KABARLAH.COM, Jakarta – Hasil sidang isbat penetapan awal Zulhijah 1447 Hijriah yang digelar pemerintah di Kantor Kementerian Agama, Jalan MH Thamrin, Jakarta, Ahad (17/5/2026), menetapkan bahwa 1 Zulhijah 1447 Hijriah jatuh pada Senin, 18 Mei 2026. Sementara Hari Raya Iduladha 1447 Hijriah ditetapkan pada Rabu, 27 Mei 2026.
Sidang Isbat penetapan awal Zulhijah berdasarkan hasil hisab dan rukyatul hilal yang dipantau di berbagai wilayah Indonesia.

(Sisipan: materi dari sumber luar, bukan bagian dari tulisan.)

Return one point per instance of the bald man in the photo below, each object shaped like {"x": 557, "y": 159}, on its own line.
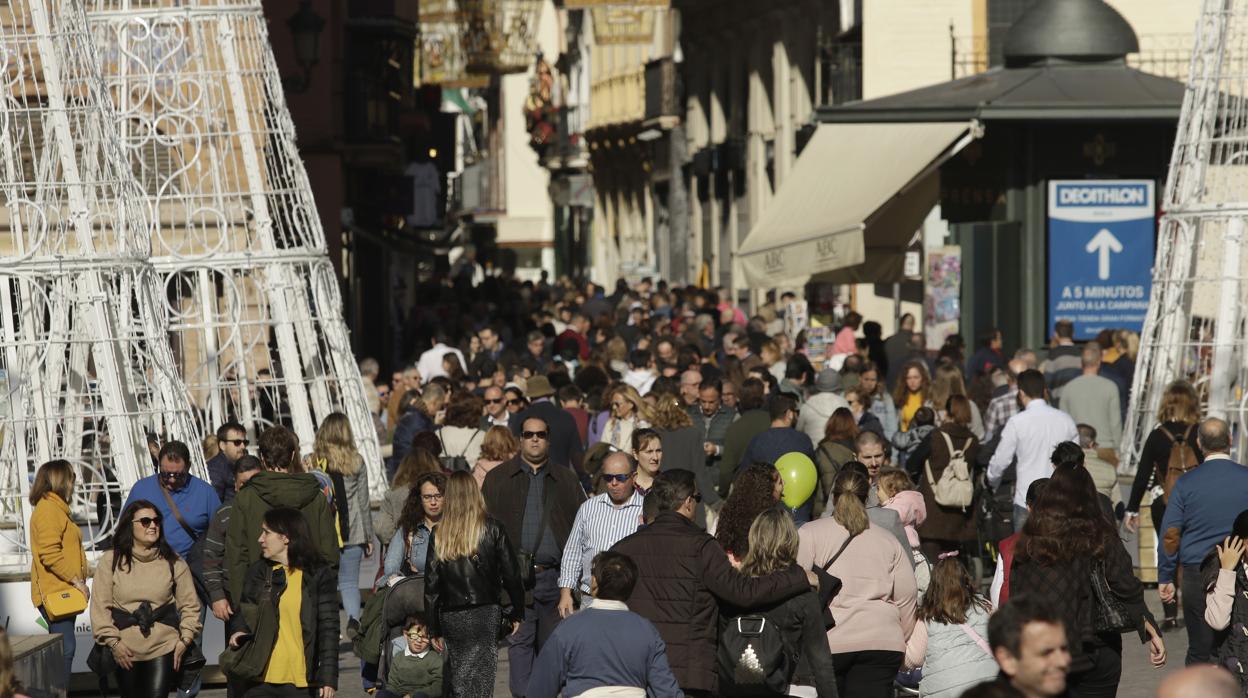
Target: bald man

Sidang Isbat dipimpin langsung oleh Menteri Agama dan dihadiri perwakilan organisasi masyarakat Islam, Komisi VIII DPR RI, ahli astronomi, BMKG, BRIN, dan instansi terkait lainnya.
Menteri Agama Republik Indonesia (Menag RI) Prof. Dr. K.H. Nasaruddin Umar, M.A mengatakan, posisi hilal pada hari pemantauan berada pada ketinggian antara 3 ° 17 menit 33 detik hingga 6° 56 menit 58 detik, dengan sudut elongasi antara 8° 54 menit 49 detik hingga 10° 37 menit 7 detik.
Pelaksanaan rukyatul hilal dilakukan di 88 titik pemantauan di seluruh Indonesia. Berdasarkan laporan yang diterima, hilal terkonfirmasi terlihat oleh dua perukyat, yaitu KH. S Azka dan Zarkasi di Kabupaten Lamongan Jawa Timur. Keduanya telah disumpah oleh hakim Pengadilan Agama setempat.
“Dengan demikian, berdasarkan hasil hisab serta adanya laporan rukyatul hilal yang memenuhi ketentuan, Sidang Isbat secara mufakat menetapkan bahwa 1 Zulhijah 1447 Hijriah jatuh pada hari Senin, 18 Mei 2026 Masehi,” ujar Nasaruddin Umar.
Nasaruddin Umar berharap keputusan tersebut dapat menjadi pedoman bagi umat Islam di Indonesia dalam menjalankan rangkaian ibadah Zulhijah, termasuk puasa Tarwiyah, puasa Arafah, pelaksanaan salat Iduladha, dan ibadah kurban.
“Semoga momentum Iduladha ini dapat memperkuat kebersamaan, mempererat ukhuwah Islamiyah, serta meneguhkan persatuan sebagai satu bangsa,” terangnya.
“Kami juga mengimbau kepada umat muslim untuk memanfaatkan dan memaksimalkan ibadah-ibadah pra iduladha,” pungkasnya.
Menag turutnmendoakan para jemaah haji Indonesia yang tengah menjalankan ibadah haji di Arab Saudi agar ibadahnya berjalan lancar dan pulang menjadi haji yang mabrur dan mabrurah.